Adoptees are quite familiar with forgery of birth certificates, except in our case it’s done by the government, so it’s legal and they call it “amending.” When a closed adoption is finalized, the adoptee’s original birth certificate – containing their birth name and that of their birth parents – is sealed. An amended version is created in its place, renaming the adoptee and listing the adoptive parents “as if” having given birth. As I’ve mentioned, if adoptees follow the everyman procedures for obtaining birth certificates, the amended one is the one we get.
We already know that adoptees have difficulties with passports and other matters because of our lack of access to records. In this paranoid post-9/11 age, any of us who can’t solidly prove we were born in this country are at risk. Those of us who are domestic-born better not leave the U.S., because those amended birth certificates might be worthless. If you’re internationally adopted and there are glitches in your paperwork you could wind up deported, even if you’re a minor, even if you’ve done nothing wrong.
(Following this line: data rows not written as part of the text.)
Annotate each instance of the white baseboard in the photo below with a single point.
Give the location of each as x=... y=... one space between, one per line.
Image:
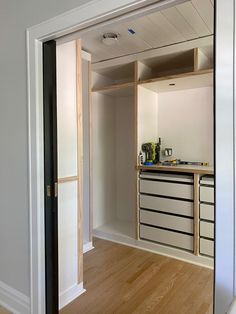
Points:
x=156 y=248
x=70 y=294
x=232 y=309
x=88 y=247
x=13 y=300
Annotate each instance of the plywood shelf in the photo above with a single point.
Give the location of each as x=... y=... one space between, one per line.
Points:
x=113 y=76
x=124 y=89
x=179 y=168
x=181 y=81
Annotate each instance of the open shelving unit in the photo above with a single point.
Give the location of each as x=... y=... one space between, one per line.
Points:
x=124 y=99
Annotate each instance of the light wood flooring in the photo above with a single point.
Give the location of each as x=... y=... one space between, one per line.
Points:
x=125 y=280
x=3 y=311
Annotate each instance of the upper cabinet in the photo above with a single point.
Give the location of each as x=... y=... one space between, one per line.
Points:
x=173 y=71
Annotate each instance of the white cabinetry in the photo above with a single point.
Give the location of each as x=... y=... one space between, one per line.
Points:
x=166 y=209
x=207 y=216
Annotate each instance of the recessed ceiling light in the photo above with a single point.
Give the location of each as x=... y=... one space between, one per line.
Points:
x=110 y=38
x=131 y=31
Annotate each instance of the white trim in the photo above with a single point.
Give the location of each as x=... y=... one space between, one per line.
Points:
x=86 y=55
x=13 y=300
x=232 y=309
x=88 y=247
x=156 y=248
x=86 y=15
x=70 y=294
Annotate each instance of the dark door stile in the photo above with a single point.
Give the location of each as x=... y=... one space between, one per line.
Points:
x=50 y=176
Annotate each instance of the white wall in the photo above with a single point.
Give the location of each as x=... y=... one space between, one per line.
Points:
x=104 y=187
x=147 y=116
x=125 y=159
x=185 y=123
x=86 y=151
x=15 y=17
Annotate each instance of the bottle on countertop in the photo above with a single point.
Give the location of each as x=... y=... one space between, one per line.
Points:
x=140 y=158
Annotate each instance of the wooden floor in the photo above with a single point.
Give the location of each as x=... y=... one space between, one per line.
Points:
x=3 y=311
x=124 y=280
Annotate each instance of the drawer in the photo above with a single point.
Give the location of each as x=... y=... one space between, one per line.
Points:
x=167 y=177
x=167 y=189
x=207 y=229
x=208 y=180
x=207 y=212
x=167 y=221
x=207 y=247
x=207 y=194
x=167 y=237
x=166 y=205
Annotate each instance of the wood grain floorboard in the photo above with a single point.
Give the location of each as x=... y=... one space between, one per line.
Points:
x=124 y=280
x=4 y=311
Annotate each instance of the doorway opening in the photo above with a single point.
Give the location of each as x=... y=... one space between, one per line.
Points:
x=137 y=92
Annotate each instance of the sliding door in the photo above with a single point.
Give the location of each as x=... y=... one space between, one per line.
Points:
x=50 y=176
x=70 y=177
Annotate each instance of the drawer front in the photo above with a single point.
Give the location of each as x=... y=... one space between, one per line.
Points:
x=166 y=205
x=207 y=212
x=207 y=229
x=167 y=237
x=207 y=247
x=167 y=177
x=167 y=189
x=166 y=221
x=207 y=194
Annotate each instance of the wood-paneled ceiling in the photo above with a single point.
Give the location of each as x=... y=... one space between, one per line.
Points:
x=186 y=21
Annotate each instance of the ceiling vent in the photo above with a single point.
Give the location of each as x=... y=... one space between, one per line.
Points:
x=110 y=38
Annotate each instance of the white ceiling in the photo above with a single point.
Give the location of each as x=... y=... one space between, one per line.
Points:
x=189 y=20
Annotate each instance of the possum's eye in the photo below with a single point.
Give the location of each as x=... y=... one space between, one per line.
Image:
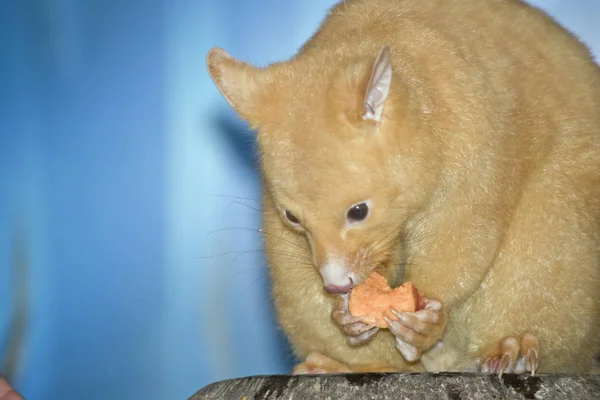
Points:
x=358 y=212
x=291 y=217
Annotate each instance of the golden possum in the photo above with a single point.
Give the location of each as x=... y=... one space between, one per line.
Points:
x=451 y=143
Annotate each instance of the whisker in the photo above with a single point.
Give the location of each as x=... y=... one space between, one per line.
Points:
x=256 y=231
x=262 y=250
x=233 y=197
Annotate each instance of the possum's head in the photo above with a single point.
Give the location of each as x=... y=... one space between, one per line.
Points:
x=342 y=161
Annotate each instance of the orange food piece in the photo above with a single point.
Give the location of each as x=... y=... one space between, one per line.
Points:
x=374 y=299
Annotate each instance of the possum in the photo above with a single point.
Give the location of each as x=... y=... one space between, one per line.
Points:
x=454 y=144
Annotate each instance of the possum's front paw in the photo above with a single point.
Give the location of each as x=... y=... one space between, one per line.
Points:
x=418 y=331
x=512 y=355
x=358 y=332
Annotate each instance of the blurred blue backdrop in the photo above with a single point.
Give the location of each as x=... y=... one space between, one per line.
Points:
x=130 y=262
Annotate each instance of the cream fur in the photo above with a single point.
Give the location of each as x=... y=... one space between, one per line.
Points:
x=484 y=175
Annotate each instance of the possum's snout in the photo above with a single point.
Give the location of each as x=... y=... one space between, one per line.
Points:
x=337 y=278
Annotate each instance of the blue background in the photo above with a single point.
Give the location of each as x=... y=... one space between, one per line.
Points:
x=130 y=262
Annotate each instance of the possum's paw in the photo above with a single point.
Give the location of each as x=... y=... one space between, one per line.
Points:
x=317 y=363
x=416 y=332
x=512 y=355
x=358 y=332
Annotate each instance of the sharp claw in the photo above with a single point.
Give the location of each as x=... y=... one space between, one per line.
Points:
x=504 y=365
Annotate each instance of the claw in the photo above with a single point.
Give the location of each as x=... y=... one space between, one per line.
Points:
x=357 y=332
x=531 y=361
x=505 y=365
x=363 y=337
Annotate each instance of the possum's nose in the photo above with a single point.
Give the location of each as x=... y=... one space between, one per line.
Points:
x=337 y=278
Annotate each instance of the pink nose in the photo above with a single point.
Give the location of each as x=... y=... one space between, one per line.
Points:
x=331 y=288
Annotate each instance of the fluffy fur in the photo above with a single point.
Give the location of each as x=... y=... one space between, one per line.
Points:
x=483 y=175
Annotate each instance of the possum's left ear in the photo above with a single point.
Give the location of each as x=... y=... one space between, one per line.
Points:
x=237 y=81
x=378 y=86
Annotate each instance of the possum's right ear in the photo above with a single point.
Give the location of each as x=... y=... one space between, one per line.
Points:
x=236 y=80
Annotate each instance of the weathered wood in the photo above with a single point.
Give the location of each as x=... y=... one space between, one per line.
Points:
x=451 y=386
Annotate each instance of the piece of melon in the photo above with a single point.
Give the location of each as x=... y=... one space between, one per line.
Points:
x=374 y=299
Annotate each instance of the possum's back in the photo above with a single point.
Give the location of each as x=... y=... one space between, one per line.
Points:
x=529 y=62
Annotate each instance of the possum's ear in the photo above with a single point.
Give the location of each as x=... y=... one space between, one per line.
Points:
x=237 y=81
x=378 y=86
x=360 y=88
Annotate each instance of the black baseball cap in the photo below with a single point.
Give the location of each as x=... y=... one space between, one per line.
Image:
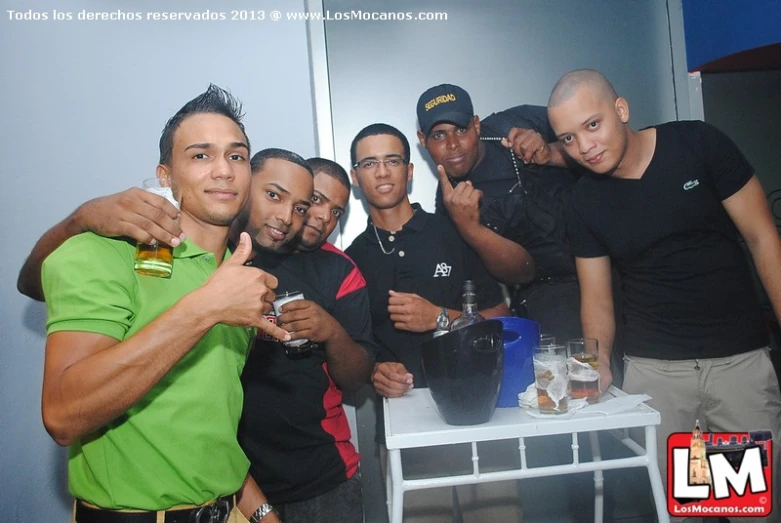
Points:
x=444 y=103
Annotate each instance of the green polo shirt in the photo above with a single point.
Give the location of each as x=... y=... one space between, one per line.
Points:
x=178 y=444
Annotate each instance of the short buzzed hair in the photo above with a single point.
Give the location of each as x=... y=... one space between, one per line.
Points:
x=570 y=83
x=261 y=157
x=330 y=168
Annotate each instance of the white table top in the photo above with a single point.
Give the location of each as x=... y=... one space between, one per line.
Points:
x=414 y=421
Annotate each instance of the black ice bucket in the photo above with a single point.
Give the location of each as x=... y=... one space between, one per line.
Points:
x=463 y=369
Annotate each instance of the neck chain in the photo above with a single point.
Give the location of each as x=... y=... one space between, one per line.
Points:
x=382 y=247
x=512 y=157
x=377 y=235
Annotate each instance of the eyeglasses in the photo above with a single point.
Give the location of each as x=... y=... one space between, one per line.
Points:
x=371 y=164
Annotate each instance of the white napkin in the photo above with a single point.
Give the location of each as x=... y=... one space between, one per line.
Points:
x=528 y=400
x=616 y=404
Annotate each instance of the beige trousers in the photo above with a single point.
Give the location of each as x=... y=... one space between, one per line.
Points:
x=737 y=393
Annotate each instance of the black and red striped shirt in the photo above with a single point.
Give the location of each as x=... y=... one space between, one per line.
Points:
x=293 y=428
This paragraph from the Post article strikes me as ominous:
It is not clear when U.S. officials began viewing midwife certificates with suspicion. State Department spokesman Cy Ferenchak confirmed the policy to The Brownsville Herald in Texas earlier this summer. The newspaper quoted him as saying, “Normally, a birth certificate is sufficient to prove citizenship. … But because of a history of fraudulently filed reports on the Southwest border, we don’t have much faith in the document.”
How much faith are they going to have in adoptees’ documents? Those of us whose records are sealed can’t prove a thing. The only documents we are likely to have are our amended birth certificates and, if we’re lucky, perhaps the final decree of adoption. That might be enough to get us by, but it might not, and there is little we can do about it. Adoptees in closed-records states have about as much access to bona fide records as a Fruit Loop has nutritional value.
The ACLU is all over the situation in Texas, which is why I continue to be puzzled by their failure to stand up for the rights of adult adoptees to access original birth certificates. With regard to opposing Illinois HB 4623, their representatives have told me their stance is based on medical privacy for the birth mother. Strange that they have not realized this is a common adoption myth, considering how much research exists to prove as much (like this, this, and this, for starters). Because adoptee birth certificates get amended when the adoption is finalized, NOT at surrender, how could amending the birth certificate promise a birth parent privacy? It doesn’t, of course. The privacy it protects is that of the agencies and the adoptive families, because every birth relative is obviously a stereotypical Stalker out to ruin adopters’ lives. As one of my commenters, a birth mother, noted, privacy was the punishment imposed, not the promise made.
I guess we’re not entitled to civil liberties if we make the poor choice to be adopted as infants. I shudder to think what happens if you’re an adoptee born by midwife in a border state dating to the 1960s – talk about persona non grata!